Archaeologists at a Roman fort more used to finding coins, weapons and tools have found a 2,000-year-old perfectly preserved wooden toilet seat.
Dr Andrew Birley, one of the experts at Vindolanda fort on Hadrian’s Wall in Northumberland, believes it is the only find of its kind.
The site has previously revealed gold and silver or artefacts which relate to the military might of the Roman army, as well as everyday items like letters, shoes and babies’ booties.
Dr Birley, who is director of excavations at the fort, made the discovery himself in a muddy trench which was previously filled with historic rubbish.
It was well preserved by the anaerobic, oxygen-free conditions among the refuse.
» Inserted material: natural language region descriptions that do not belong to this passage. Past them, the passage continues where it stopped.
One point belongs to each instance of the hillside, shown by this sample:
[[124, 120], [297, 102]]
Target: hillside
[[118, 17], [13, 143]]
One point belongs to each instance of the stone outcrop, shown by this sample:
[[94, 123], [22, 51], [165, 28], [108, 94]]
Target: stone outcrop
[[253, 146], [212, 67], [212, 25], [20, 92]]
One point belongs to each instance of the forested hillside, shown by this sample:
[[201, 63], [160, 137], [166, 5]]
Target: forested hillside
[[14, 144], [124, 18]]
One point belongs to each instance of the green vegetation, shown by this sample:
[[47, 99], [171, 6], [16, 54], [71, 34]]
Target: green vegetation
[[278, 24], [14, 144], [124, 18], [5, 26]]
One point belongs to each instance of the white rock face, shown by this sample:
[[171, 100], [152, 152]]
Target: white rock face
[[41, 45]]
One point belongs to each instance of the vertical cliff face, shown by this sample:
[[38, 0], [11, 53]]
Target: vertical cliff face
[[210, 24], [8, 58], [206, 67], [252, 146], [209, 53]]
There are many examples of stone and marble toilet benches from across the Roman Empire but this is believed to be the only surviving wooden seat – perhaps preferred to a cold stone seat given the chilly northern location.
It was dumped from a fort which stood at the site before Hadrian’s Wall was started in the early second century.
Dr Birley said: “There is always great excitement when you find something that has never been seen before and this discovery is wonderful.
“We know a lot about Roman toilets from previous excavations at the site and from the wider Roman world which have included many fabulous Roman latrines but never before have we had the pleasure of seeing a surviving and perfectly preserved wooden seat.
“As soon as we started to uncover it there was no doubt at all on what we had found.
“It is made from a very well worked piece of wood and looks pretty comfortable.
“Now we need to find the toilet that went with it as Roman loos are fascinating places to excavate – their drains often contain astonishing artefacts.
“Let’s face it, if you drop something down a Roman latrine you are unlikely to attempt to fish it out unless you are pretty brave or foolhardy.”
It will go on show at the museum once it has undergone a preservation process.